1.背景知识
在不修改Storm任何源代码的情况下,让Storm运行在YARN上,最简单的实现方法是将Storm的各个服务组件(包括Nimbus和Supervisor),作为单独的任务运行在YARN上,当前比较有名的“Storm On YARN”实现是由yahoo!开源的,它基本实现了上述描述的功能,下面具体进行说明:
(1) YARN-Storm Client
提供了一系列Shell命令供用户控制YARN上的Storm服务,比如构建一个Storm集群命令如下:
storm-yarn launch <storm-yarn-config>
其中,<storm-yarn-config>是Storm配置信息,包括启动的Supervisor个数、Storm ApplicationMaster占用的内存等。
启动Storm之后,可通过以下命令控制Storm:
storm-yarn [command] -appId [appId] -output [file] [-supervisors [n]]
“-supervisors”为需增加的Supervisor服务个数,该参数只对命令“addSupervisors”有效。
Command |
参数含义 |
setStormConfig |
重置集群配置,集群重新启动 |
getStormConfig |
获取当前集群配置,Json格式。 |
addSupervisors |
增加supervisor个数 |
startNimbus/stopNimbus |
启动、停止Nimbus |
startUI/stopUI |
启动停止Web UI |
startSupervisors/stopSupervisors |
启动停止所有supervisor |
shutdown |
关闭集群 |
(2) YARN-Storm ApplicationMaster
Storm ApplicationMaster初始化时,将在同一个Container中启动Storm Nimbus和Storm Web UI两个服务,然后根据待启动的Supervisor数目向ResourceManager申请资源,在目前实现中,ApplicationMaster将请求一个节点上所有资源然后启动Supervisor服务,也就是说,当前Supervisor将独占节点而不会与其他服务共享节点资源,这种情况下可避免其他服务对Storm集群的干扰。
除了运行Storm Nimbus和Web UI外,Storm ApplicationMaster还会启动一个Thrift Server以处理来自YARN-Storm Client端的各种请求。
2.安装环境
a.

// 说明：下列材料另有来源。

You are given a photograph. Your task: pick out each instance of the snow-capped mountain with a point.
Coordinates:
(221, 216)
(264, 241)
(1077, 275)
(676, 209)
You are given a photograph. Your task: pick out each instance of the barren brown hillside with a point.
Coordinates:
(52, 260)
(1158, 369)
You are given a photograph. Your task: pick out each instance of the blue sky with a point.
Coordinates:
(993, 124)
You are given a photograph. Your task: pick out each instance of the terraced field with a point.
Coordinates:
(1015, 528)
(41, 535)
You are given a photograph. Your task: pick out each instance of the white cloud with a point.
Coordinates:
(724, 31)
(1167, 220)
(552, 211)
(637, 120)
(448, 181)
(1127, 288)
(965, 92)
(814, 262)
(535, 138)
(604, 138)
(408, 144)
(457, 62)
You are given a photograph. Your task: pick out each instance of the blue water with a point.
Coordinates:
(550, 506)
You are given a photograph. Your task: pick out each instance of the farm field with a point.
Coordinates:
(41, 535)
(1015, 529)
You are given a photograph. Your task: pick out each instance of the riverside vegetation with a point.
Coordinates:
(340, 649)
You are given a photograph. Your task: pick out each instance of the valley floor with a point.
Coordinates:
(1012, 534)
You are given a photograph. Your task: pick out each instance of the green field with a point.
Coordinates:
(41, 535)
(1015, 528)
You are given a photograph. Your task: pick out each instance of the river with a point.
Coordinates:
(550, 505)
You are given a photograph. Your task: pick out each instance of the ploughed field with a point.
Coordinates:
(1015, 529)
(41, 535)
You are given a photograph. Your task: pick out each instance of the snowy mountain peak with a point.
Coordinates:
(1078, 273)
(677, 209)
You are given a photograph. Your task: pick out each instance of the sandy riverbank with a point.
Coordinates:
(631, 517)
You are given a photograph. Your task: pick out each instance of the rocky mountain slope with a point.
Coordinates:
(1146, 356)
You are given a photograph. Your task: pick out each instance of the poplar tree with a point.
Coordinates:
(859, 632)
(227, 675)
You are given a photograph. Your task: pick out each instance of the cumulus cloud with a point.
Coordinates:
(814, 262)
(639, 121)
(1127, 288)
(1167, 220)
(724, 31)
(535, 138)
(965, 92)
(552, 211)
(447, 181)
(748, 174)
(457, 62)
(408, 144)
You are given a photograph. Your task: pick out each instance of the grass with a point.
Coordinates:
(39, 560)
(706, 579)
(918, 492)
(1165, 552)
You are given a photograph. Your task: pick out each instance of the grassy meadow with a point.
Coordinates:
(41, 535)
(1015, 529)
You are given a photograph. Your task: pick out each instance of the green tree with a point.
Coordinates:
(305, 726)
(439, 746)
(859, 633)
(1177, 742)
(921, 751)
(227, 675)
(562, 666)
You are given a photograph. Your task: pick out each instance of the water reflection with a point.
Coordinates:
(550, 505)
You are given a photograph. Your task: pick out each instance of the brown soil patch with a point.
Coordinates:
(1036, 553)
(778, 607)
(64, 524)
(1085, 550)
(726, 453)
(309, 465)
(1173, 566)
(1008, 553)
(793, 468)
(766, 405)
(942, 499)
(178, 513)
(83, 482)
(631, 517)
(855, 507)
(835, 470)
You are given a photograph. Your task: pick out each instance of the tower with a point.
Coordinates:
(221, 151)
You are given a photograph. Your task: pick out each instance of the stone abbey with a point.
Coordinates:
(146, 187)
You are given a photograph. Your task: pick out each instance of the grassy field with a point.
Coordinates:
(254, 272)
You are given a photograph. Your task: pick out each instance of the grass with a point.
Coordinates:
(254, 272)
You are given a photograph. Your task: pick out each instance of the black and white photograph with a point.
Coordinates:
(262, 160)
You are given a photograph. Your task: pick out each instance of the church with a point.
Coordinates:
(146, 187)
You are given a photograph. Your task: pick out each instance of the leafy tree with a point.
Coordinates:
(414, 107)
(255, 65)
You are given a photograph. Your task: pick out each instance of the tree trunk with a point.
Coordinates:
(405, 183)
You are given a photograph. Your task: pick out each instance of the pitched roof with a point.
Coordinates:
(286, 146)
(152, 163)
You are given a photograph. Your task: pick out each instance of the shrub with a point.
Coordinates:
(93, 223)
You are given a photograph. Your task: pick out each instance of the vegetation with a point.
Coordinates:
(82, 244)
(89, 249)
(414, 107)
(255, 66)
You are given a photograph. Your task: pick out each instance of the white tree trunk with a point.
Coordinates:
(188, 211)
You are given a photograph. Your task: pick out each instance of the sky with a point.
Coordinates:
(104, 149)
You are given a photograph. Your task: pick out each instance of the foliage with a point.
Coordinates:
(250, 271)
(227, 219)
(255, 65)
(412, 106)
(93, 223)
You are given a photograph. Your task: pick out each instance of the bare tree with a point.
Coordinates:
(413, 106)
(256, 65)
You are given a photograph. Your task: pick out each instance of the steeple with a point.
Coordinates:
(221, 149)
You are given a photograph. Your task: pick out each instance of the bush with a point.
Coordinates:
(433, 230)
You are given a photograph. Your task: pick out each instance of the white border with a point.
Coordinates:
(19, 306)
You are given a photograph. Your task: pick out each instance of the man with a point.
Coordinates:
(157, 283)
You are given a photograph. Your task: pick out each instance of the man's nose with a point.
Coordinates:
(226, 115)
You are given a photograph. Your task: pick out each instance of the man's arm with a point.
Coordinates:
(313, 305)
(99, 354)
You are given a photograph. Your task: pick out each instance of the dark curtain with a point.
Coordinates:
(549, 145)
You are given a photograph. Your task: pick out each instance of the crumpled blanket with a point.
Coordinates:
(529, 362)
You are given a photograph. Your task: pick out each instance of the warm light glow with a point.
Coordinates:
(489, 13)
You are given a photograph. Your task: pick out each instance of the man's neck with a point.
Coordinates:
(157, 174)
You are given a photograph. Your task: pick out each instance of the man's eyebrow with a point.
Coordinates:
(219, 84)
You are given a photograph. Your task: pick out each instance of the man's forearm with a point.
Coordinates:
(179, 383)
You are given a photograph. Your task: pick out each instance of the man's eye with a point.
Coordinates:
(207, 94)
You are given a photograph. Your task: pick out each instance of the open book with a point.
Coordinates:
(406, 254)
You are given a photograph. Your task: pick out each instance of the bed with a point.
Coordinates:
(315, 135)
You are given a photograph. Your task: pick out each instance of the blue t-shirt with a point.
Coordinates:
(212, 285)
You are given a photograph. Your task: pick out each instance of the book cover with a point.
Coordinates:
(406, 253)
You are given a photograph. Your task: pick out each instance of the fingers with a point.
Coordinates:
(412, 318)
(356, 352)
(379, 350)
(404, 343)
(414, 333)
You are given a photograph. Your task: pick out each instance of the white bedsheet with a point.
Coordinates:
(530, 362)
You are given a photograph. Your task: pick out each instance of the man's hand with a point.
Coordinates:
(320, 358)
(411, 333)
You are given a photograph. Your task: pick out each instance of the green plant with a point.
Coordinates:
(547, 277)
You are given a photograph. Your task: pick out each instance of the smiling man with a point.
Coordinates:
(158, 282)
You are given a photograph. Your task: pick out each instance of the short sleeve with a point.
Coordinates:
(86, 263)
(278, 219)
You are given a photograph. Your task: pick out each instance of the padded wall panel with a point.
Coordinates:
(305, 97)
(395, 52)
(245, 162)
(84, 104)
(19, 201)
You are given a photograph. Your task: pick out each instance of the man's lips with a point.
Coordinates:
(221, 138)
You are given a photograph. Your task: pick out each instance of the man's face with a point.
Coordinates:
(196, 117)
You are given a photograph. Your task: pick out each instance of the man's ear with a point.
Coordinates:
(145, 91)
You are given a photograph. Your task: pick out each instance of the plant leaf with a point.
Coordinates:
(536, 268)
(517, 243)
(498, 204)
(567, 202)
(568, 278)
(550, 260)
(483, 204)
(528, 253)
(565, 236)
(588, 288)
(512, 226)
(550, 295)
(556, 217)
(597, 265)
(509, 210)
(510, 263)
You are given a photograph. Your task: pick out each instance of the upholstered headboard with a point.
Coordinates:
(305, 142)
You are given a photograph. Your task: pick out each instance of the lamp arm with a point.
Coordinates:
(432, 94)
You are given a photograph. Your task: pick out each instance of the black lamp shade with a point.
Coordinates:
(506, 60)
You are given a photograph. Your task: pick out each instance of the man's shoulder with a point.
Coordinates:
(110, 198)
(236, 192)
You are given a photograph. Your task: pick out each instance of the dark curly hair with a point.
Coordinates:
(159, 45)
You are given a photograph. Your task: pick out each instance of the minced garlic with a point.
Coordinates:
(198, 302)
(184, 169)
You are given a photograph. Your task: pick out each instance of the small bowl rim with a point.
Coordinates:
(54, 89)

Hadoop 2.2.0
b. jdk1.7.0_60
c. apache-maven-3.0.5
3.Storm on Yarn的安装准备
注意:所有节点上都需要安装storm;可以只安装一个storm on yarn客户端。
a. 从GitHub上下载Storm on Yarn
wget https://github.com/yahoo/storm-yarn/archive/master.zip
b. storm on yarn 需要编译
unzip storm-yarn-master.zip
cd storm-yarn-master
c. Edit pom.xml,修改Hadoop的版本号,改成对应的版本号
<properties> <storm.version>0.9.0-wip21</storm.version> <hadoop.version>2.2.0</hadoop.version> <!--hadoop.version>2.1.0.2.0.5.0-67</hadoop.version--> </properties>
d.mvn编译
mvn package -DskipTests
编译好后解压storm-yarn-master/lib/storm-0.9.0-wip21.zip,得到 storm-0.9.0-wip21目录。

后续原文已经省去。